5  Thinking in Bandwidth

Why Moving Data Often Costs More Than Computing


An H100 GPU can perform 2,000 trillion operations per second. It can move 3 trillion bytes per second from memory. That’s 667 operations per byte. If your algorithm does fewer than ~100 operations per byte, you’re not computing—you’re waiting.

Understanding this ratio is the key to understanding modern performance.

5.1 The Second Lie

The previous chapter exposed the first lie: memory access is not uniform. But there’s a second lie, equally pervasive:

The lie: Performance is about doing operations faster.

The reality: Performance is often about moving data faster.
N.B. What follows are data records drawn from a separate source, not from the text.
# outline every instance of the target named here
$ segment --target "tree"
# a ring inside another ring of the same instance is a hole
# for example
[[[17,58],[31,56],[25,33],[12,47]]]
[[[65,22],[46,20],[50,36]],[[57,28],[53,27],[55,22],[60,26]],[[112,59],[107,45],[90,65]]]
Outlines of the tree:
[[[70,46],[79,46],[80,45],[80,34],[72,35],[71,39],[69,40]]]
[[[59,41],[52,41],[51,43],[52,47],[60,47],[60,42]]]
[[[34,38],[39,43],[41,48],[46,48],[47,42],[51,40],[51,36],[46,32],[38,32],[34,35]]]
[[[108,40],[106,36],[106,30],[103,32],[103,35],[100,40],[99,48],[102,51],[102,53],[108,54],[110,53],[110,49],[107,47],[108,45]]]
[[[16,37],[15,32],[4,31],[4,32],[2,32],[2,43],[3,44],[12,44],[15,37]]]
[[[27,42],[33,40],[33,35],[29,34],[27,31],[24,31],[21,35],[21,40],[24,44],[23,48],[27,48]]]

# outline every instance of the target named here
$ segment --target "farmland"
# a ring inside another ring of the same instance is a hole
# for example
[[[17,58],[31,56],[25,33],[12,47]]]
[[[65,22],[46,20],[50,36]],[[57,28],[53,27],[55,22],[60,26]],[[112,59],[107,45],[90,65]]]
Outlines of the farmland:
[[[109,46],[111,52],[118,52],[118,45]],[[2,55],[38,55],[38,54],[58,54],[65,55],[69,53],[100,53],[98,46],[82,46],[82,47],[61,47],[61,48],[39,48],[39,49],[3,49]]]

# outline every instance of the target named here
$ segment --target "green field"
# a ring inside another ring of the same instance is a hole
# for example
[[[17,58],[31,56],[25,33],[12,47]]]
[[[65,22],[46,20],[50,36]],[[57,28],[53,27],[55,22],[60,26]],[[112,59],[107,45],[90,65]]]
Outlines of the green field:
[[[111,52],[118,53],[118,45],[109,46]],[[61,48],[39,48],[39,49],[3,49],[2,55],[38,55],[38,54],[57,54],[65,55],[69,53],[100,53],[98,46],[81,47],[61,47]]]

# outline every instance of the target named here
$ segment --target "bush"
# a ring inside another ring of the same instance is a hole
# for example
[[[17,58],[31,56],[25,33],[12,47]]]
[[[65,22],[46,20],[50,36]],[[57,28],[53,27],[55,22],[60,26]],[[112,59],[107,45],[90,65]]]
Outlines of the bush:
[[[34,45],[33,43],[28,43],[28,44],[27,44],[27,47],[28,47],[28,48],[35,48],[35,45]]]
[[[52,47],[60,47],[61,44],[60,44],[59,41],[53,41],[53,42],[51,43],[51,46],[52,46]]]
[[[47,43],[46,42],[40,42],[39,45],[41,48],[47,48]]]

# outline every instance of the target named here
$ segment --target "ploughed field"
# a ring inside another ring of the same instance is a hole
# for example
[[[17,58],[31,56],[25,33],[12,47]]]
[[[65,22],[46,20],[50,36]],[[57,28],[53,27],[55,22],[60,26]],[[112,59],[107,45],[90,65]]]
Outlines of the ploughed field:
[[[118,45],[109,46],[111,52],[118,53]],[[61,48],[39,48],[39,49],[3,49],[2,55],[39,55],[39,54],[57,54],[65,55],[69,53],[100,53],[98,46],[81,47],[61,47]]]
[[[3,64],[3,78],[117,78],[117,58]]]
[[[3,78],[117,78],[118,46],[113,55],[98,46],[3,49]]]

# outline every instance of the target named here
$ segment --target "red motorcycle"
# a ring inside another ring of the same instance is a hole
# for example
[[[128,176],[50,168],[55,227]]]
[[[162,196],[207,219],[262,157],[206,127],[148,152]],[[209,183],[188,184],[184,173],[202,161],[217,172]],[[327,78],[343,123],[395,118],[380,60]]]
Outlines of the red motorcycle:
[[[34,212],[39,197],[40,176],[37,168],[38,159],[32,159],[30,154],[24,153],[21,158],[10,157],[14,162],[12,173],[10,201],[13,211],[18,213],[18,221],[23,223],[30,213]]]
On modern hardware, computation is cheap. Communication is expensive. A floating-point multiply costs a fraction of a nanosecond. Moving the operands from memory costs tens of nanoseconds.

We’ve built machines that can compute faster than we can feed them.

5.2 The Numbers

Let’s look at an NVIDIA H100 GPU:

Resource Capacity
Peak FP16 compute 1,979 TFLOPS
Memory bandwidth 3.35 TB/s
Ratio 590 FLOPS/byte

What does this mean? For every byte you move from memory, you need to do 590 operations to keep the compute units busy. If you do fewer, the compute units sit idle waiting for data.

For comparison, here’s a CPU:

Resource Capacity (Intel Xeon, 32 cores)
Peak FP32 compute ~3 TFLOPS
Memory bandwidth ~300 GB/s
Ratio 10 FLOPS/byte

The GPU ratio is 60× higher. GPUs are even more starved for bandwidth relative to their compute capacity.

5.3 Arithmetic Intensity: The Key Metric

This leads to the most important performance metric you’ve probably never heard of:

\[\text{Arithmetic Intensity} = \frac{\text{Operations}}{\text{Bytes Moved}}\]

Arithmetic intensity tells you how much compute you’re doing per byte of data movement. It’s measured in FLOPS/byte (or OPS/byte for integer operations).

Different operations have different intensities:

Operation Operations Bytes Intensity
Vector add (a + b → c) n 3n × 4 = 12n 0.08 FLOPS/byte
Dot product (a · b) 2n 2n × 4 = 8n 0.25 FLOPS/byte
Matrix-vector (Ax) 2n² n² × 4 + n × 4 ≈ 4n² 0.5 FLOPS/byte
Matrix-matrix (AB) 2n³ 3n² × 4 = 12n² n/6 FLOPS/byte

Notice the pattern:

  • Vector operations: ~0.1 FLOPS/byte. Hopelessly memory-bound.
  • Matrix-vector: ~0.5 FLOPS/byte. Still memory-bound.
  • Matrix-matrix: ~n/6 FLOPS/byte. For n=1000, that’s ~167 FLOPS/byte. Potentially compute-bound!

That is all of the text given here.